L’intervista prosegue scendendo maggiormente nel campo di Gratteri, dove gli viene fatto notare che la legalizzazione della cannabis toglierebbe potere alla criminalità organizzata. Il Procuratore di Catanzaro risponde che è un argomento che non regge perchè: ‘1 grammo di cocaina costa mediamente 50 euro mentre 1 grammo di cannabis 4 euro, quale sarebbe il mancato guadagnato per le mafie?’; all’interno di questa risposta risiede tutto il disinteresse di Gratteri per la volontà di voler gestire un fenomeno con altri strumenti, perchè ci sono almeno due dati da considerare e che non sono stati citati all’interno della trasmissione di Formigli:

  • proprio all’interno della Relazione Annuale al Parlamento sul Fenomeno delle Tossicodipendenze viene segnalato che sono circa 6,5 i miliardi di euro che si spendono per consumare cannabis, al giorno d’oggi quasi una buona fetta della finanziaria invernale.

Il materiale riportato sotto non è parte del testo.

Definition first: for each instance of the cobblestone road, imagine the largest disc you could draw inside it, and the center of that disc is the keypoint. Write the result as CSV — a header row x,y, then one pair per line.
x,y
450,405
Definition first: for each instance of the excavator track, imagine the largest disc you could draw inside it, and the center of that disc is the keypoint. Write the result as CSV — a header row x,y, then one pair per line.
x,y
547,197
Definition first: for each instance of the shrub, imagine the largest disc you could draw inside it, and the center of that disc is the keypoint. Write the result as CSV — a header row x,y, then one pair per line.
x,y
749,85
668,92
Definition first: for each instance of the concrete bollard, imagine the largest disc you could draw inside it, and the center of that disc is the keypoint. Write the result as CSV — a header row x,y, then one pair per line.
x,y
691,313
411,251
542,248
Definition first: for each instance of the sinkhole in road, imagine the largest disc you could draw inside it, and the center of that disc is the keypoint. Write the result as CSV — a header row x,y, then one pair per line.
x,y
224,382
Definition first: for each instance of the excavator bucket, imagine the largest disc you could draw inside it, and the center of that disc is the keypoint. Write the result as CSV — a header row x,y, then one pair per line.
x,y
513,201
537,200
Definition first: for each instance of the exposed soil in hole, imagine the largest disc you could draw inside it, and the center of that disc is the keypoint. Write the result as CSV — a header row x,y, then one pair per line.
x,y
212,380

Se questo mercato fosse legale quindi ci sarebbe un introito economico per lo Stato non indifferente, con la possibilità di spendere i soldi della tassazione per la prevenzione, la ricerca, lo sviluppo economico e la cultura.
  • l’altro dato che troviamo all’interno del rapporto del Ministero dell’Interno della Direzione Centrale per i Servizi Antidroga è relativo ad un costante aumento dei sequestri, su cui è basato il calcolo degli introiti.  Se nel 2020 le tonnellate di droga sequestrate sono state 59, nel 2021 questo numero è salito a 91, con un incremento consistente che tuttavia non rispecchia, di tutta evidenza, la quantità reale di sostanze che scorrono all’interno del nostro paese.

Questi due dati sono evidentemente lievi rispetto al reale, perchè sono misurati sulla base dei sequestri e non sulla base, come dicevo prima, del reale giro economico che si crea attorno al mondo delle sostanze, che è un mondo economico che parte dalla produzione e arriva fino al consumatore, con gli intermezzi logistici necessari agli spostamenti. Corrado Formigli poi tenta di dire a Gratteri che non è possibile equipararla ad altre sostanze, ma questa affermazione viene rigettata dal magistrato dicendo che la cannabis crea danni al cervello e ‘slatentizza’ la schizofrenia: la risposta del conduttore è precisa nel richiamare alla presenza di un esperto di droghe o di un neuroscienziato.

Mentre in Italia chi si occupa di antimafia porta in televisione dichiarazioni fuorvianti ed antiscientifiche, la destra del nostro paese resta salda e senza fatica appesa a posizioni ideologiche che si stanno lentamente sgretolando in molte parti del mondo: il lavoro da fare è ancora molto, a 30 anni dall’unico referendum radicale che riuscì a depenalizzare il consumo delle sostanze.